One of the luxuries of being the co-owner is that you get to give your 100 per cent. It is not a one-time thing. So I would like to be involved with everything: meeting the school kids who have got the scholarships; meeting the players and be there on the ground and engage with the fans to understand how we can make things better. I want to be a part of this movement that helps in bringing more Indian footballers to the fore. I want to be a part of it all but obviously it’s just my first step. I want to get embedded in such a way that I want to be a part of the running of the club. I have not joined just to click photos and be the face and go home.
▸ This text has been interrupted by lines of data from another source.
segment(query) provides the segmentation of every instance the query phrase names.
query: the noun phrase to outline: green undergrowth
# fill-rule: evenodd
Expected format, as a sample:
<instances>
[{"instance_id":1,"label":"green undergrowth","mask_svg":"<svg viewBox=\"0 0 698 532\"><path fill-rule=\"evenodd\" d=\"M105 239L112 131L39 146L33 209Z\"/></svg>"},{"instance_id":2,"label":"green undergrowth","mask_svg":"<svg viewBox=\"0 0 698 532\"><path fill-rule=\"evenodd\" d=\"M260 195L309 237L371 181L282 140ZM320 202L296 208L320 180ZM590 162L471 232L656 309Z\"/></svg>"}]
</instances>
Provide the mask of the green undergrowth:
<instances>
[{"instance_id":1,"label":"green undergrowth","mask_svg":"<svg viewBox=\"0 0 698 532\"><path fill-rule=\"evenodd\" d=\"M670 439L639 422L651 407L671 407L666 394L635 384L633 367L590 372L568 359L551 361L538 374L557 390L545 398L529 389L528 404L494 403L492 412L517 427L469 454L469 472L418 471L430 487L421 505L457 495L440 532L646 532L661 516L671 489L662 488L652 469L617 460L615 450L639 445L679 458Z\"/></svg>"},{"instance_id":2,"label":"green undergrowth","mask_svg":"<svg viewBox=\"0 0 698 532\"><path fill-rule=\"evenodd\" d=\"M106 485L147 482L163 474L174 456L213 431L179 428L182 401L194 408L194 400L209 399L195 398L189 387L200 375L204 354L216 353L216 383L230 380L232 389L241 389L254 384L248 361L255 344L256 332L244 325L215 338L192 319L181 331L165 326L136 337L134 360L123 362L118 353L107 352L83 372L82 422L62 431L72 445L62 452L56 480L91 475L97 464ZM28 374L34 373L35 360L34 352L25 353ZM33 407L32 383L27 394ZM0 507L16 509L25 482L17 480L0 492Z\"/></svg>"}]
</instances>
I want to be aware, I want to be involved and I want to connect with the city, because Pune is waiting to find that connect.
It seems as if you have a lot of personal affection for the city.
Yes, as this is the city that has the youngest crowd in the country. There are people who come there across the country to study, so there is a lot happening in Pune. It is an evolving city, and I want to make them believe [in the sport and their team] and make them come to the stadium [to watch the matches] more often. I think that is another part of watching the sport. The way the city reacts and its culture is very important for us to take Pune to the next level. The players have to feel that connect from the city to play for them. I don’t want a one or two year-connect as I want it to be a longer one. I want to sit down with the owners and make plans with them, which we have already started doing. Hopefully, everyone will see it come to life in the next eight months.